I am hoping, though, that if I go with micros over paracyps in here they wouldn't contribute more to any crowding the Kilesa might already feel from the tank dimensions. I initially stayed away from the Kilesa because I didn't have a 6' tank....

I'd really like to see photos of the Kilila and the Bulu Point micros... both of those varieties sure look nice from what I can tell. opcorn:


----------



## Longstocking (Aug 26, 2003)

Enants once full grown might need more space... but at the size you are getting them you shouldn't have any issues for a few years.


----------



## TorontoRaptorsFan (May 20, 2005)

I have a colony of Cyp. Micro Kilila but they're still growing out. I recently saw a video taped by Greenhacker at Reserve Stock Cichlid's HQ and the male Kilila looked incredible!

Zebra7 posted a picture of his Cyprichromis Kilila male
http://www.cichlid-forum.com/phpBB/view ... highlight=


----------



## Tshethar (Jul 20, 2009)

That is a nice pic; I hadn't found it in the old threads but I did see it on the SICichlids page. Looks like your colony will be worth the wait!

I bought fish from Reserve Stock over the summer, and when I was looking on their site Doug had some Kilila for sale, and I remember how striking the photo was that he had posted. At the time I wasn't thinking at all about micros, but I was struck by their beauty nonetheless. Naturally it would be nice not to have to decide based only on one or two pictures, but... well, let's just say that variety sure photographs well.

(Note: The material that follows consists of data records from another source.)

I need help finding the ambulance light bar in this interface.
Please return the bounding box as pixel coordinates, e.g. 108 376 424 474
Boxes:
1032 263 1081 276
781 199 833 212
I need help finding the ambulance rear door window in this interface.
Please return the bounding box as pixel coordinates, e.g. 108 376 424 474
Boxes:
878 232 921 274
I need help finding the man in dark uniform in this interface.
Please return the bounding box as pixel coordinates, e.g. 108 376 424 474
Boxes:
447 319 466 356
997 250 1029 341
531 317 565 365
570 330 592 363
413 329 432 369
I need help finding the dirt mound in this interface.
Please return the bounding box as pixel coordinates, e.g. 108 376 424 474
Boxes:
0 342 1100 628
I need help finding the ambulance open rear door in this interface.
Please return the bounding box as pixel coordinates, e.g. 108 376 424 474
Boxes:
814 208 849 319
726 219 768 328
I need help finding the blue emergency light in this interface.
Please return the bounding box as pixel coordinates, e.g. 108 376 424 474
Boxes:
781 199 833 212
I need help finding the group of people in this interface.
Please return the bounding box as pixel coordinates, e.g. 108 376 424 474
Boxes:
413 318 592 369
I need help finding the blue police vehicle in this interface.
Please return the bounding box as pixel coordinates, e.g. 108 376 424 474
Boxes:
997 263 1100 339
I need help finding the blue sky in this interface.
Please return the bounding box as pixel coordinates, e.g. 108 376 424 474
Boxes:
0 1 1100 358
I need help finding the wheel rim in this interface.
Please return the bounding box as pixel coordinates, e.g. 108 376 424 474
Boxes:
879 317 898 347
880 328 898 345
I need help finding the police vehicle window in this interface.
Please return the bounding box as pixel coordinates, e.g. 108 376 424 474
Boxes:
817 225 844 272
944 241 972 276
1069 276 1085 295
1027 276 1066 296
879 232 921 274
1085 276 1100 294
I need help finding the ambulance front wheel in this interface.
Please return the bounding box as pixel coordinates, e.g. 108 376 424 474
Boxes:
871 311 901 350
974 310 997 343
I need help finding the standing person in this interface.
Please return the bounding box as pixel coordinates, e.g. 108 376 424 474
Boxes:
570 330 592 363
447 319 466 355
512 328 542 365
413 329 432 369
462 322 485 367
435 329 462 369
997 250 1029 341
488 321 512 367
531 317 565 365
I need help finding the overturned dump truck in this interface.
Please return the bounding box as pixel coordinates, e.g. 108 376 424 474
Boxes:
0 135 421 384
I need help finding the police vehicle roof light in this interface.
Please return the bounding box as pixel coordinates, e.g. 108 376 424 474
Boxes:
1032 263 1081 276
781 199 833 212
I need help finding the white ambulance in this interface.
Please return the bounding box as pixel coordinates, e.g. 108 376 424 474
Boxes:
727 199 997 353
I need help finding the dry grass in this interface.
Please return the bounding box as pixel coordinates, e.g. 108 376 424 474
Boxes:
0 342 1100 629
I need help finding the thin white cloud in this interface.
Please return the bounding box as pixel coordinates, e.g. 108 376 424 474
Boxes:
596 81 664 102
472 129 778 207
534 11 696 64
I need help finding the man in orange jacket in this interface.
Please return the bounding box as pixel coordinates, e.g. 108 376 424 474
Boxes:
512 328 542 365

Meanwhile, inching closer to choosing micros over paracyps... better start saving my pennies! :lol:


----------



## markw (Feb 20, 2004)

Hey Paul, The male looks really nice. He'll change back and forth during breeding from the yellow/black/blue to sometimes solid black. Looks like he's almost full grown. He's probably 2 years now right? The 3 dominant males I have will actually "take turns" changing colours. Often 2 males will try and compete for a female and go solid black instantly, but once they back off they switch back to the yellow/black. Even a few of the larger females display some beautiful colours.
Good Luck with the fry.


----------



## noddy (Nov 20, 2006)

Hey Mark. Good to hear from you. They are only just over a year old now and that male is about 3 1/2" in length. I do have 3 other males that show no yellow, they are dark blue with black blotches but when they start to display they turn black or very dark blue. Would you believe, I think I ended up with 4 males 14 females? Do you have any other micros ?


----------



## Darkside (Feb 6, 2008)

I was thinking of doing some micros again, how big are your setups for them? I was also thinking of doing Cardiopharynx, that's one I haven't done yet.


----------



## TorontoRaptorsFan (May 20, 2005)

Darkside,

My Cyp. Micros (Kilila and Kiriza) are in 75 gallon tanks. I'm looking at moving one of them into a 125 gallon tank with some Foai Sibwesa.

The other 75 gallon tank houses some Cyprichromis Kitumbas. The dominant male Kitumba is a gorgeous marmalade/blue color and is constantly flashing the females. I keep this tank in my office! They're sharing a tank with some Nasuta Mabilibili.


----------



## markw (Feb 20, 2004)

noddy said:


> Hey Mark. Good to hear from you. They are only just over a year old now and that male is about 3 1/2" in length. I do have 3 other males that show no yellow, they are dark blue with black blotches but when they start to display they turn black or very dark blue. Would you believe, I think I ended up with 4 males 14 females? Do you have any other micros ?


Thats it for the micros...just those and cyp. kekese,cyp. kigoma, pavo chaitika, cyp. black bee, cyp.kitumba. I'm running out of room!!!


----------



## TorontoRaptorsFan (May 20, 2005)

Everyday I marvel at the transformation of my Cyprichromis Kiriza and Cyprichromis Kilila.

I'm starting to think that Micros look the best out of all the Cyprichromis species. I have a colony of Cyprichromis Kitumba that look really nice as well. If you look at my past posts you'll see that the Kitumba have always been my favorite fish but my opinion may soon change! The dominant Kilila and Kiriza males in my opinion look far better than any Cyprichromis I have ever seen.

They certainly take longer to grow out versus Leptosoma and Jumbo species but the effort is well worth it! They're also rarer to find so seeing a tank of them is always exciting to see.


----------